Flynn’s fate was probably sealed when the Washington Post, quoting nine unnamed officials, reported last week that Flynn had discussed U.S. sanctions with the Russian ambassador before Trump was sworn in.

This was a remarkable breach of the one-president-at-a-time protocol that usually defines foreign policy. Still, Flynn probably could have survived that. No one has ever been prosecuted under the obscure Logan Act, which bars private citizens from engaging in international diplomacy.

But it was Flynn’s shifting explanations that did him in.

First he told the Post there were no such discussions. Then, after the story was published, he said the subject might have come up but he didn’t recall.

But his cardinal sin was not being straight with his bosses, putting Pence in the embarrassing position of defending the hard-charging official based on an incomplete account.

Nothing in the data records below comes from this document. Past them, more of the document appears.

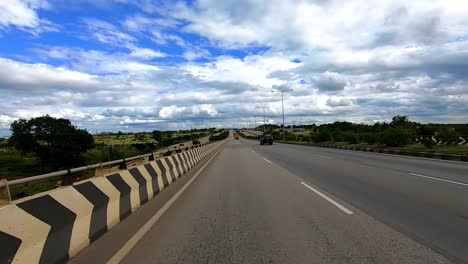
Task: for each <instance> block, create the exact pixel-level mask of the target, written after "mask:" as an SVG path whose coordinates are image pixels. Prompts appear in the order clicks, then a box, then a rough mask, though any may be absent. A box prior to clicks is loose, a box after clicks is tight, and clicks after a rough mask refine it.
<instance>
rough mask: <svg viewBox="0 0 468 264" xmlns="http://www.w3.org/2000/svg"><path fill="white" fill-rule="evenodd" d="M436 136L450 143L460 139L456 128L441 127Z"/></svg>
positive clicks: (441, 139)
mask: <svg viewBox="0 0 468 264" xmlns="http://www.w3.org/2000/svg"><path fill="white" fill-rule="evenodd" d="M436 138H437V139H438V140H440V141H442V142H444V143H448V144H450V143H454V142H457V141H458V134H457V132H456V131H455V129H454V128H451V127H441V128H440V129H439V130H438V131H437V135H436Z"/></svg>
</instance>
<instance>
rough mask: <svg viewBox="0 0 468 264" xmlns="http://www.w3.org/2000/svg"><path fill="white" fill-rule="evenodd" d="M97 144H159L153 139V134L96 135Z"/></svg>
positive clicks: (150, 133)
mask: <svg viewBox="0 0 468 264" xmlns="http://www.w3.org/2000/svg"><path fill="white" fill-rule="evenodd" d="M94 143H95V144H104V145H131V144H144V143H157V141H156V140H154V139H153V137H152V135H151V133H139V134H122V135H118V134H101V135H94Z"/></svg>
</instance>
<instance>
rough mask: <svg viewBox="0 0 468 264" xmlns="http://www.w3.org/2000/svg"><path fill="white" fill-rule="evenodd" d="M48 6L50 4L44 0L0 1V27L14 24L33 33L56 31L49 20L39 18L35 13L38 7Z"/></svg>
mask: <svg viewBox="0 0 468 264" xmlns="http://www.w3.org/2000/svg"><path fill="white" fill-rule="evenodd" d="M50 8H51V5H50V4H49V3H48V2H47V1H45V0H7V1H0V29H5V28H8V27H10V26H15V27H16V28H18V29H20V30H24V31H28V32H31V33H33V34H39V33H41V32H45V31H57V28H56V27H55V26H54V25H53V24H52V23H51V22H49V21H48V20H46V19H41V18H40V17H39V15H38V13H37V11H38V10H39V9H50Z"/></svg>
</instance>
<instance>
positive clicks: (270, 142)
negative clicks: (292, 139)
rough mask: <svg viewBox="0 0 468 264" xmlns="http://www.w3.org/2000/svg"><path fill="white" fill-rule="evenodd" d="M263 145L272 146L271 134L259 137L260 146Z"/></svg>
mask: <svg viewBox="0 0 468 264" xmlns="http://www.w3.org/2000/svg"><path fill="white" fill-rule="evenodd" d="M265 144H270V145H273V136H272V135H271V134H264V135H262V136H260V145H265Z"/></svg>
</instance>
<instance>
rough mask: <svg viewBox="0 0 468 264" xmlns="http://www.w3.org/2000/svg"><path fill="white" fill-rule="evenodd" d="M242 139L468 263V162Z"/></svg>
mask: <svg viewBox="0 0 468 264" xmlns="http://www.w3.org/2000/svg"><path fill="white" fill-rule="evenodd" d="M242 142H243V144H245V145H247V146H249V147H250V148H252V149H254V150H255V151H256V152H257V153H259V154H261V155H262V156H265V157H267V158H268V159H269V160H271V161H273V162H275V163H277V164H279V165H280V166H282V167H284V168H285V169H287V170H289V171H290V172H292V173H294V174H296V175H298V176H300V177H303V178H304V179H306V180H308V181H310V182H311V183H312V184H314V185H315V186H317V187H319V188H321V189H323V190H326V191H328V192H330V193H332V194H333V195H335V196H337V197H339V198H341V199H343V200H345V201H347V202H348V203H350V204H352V205H353V206H355V207H357V208H359V209H361V210H362V211H363V212H365V213H366V214H368V215H370V216H372V217H374V218H376V219H378V220H379V221H381V222H383V223H385V224H387V225H388V226H390V227H392V228H393V229H395V230H398V231H400V232H402V233H404V234H406V235H408V236H409V237H411V238H413V239H414V240H417V241H419V242H421V243H423V244H424V245H427V246H429V247H431V248H432V249H434V250H436V251H438V252H439V253H441V254H443V255H445V256H447V257H449V258H450V259H452V260H454V261H456V262H460V263H468V164H467V163H461V162H450V161H441V160H429V159H418V158H411V157H403V156H394V155H382V154H376V153H365V152H356V151H347V150H335V149H327V148H318V147H309V146H298V145H288V144H275V145H273V146H259V145H258V142H256V141H251V140H242Z"/></svg>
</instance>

By yesterday morning, things did not look good. The New York Times depicted the NSC as being in chaos:

“Three weeks into the Trump administration, council staff members get up in the morning, read President Trump’s Twitter posts and struggle to make policy to fit them. Most are kept in the dark about what Mr. Trump tells foreign leaders in his phone calls. Some staff members have turned to encrypted communications to talk with their colleagues, after hearing that Mr. Trump’s top advisers are considering an ‘insider threat’ program that could result in monitoring cellphones and emails for leaks.” And the paper notes there are questions about “whether he misled Vice President Mike Pence about those conversations. His survival in the job may hang in the balance.”

Obviously, the sources who cooperated with the Post wanted to damage Flynn. But it was his own actions that sealed his fate.

The late-night denouement will totally overshadow Trump’s successful event yesterday with Canadian Prime Minister Justin Trudeau, which included a meeting with female business executives attended by his daughter Ivanka. The same goes for Trump’s weekend diplomacy and golf outing with Japanese Prime Minister Shinzo Abe. cementing the American relationship with a key Pacific ally.

Now Flynn is the big story, and questions about what happened—and who knew about his pre-inaugural diplomacy—will dominate the news for days.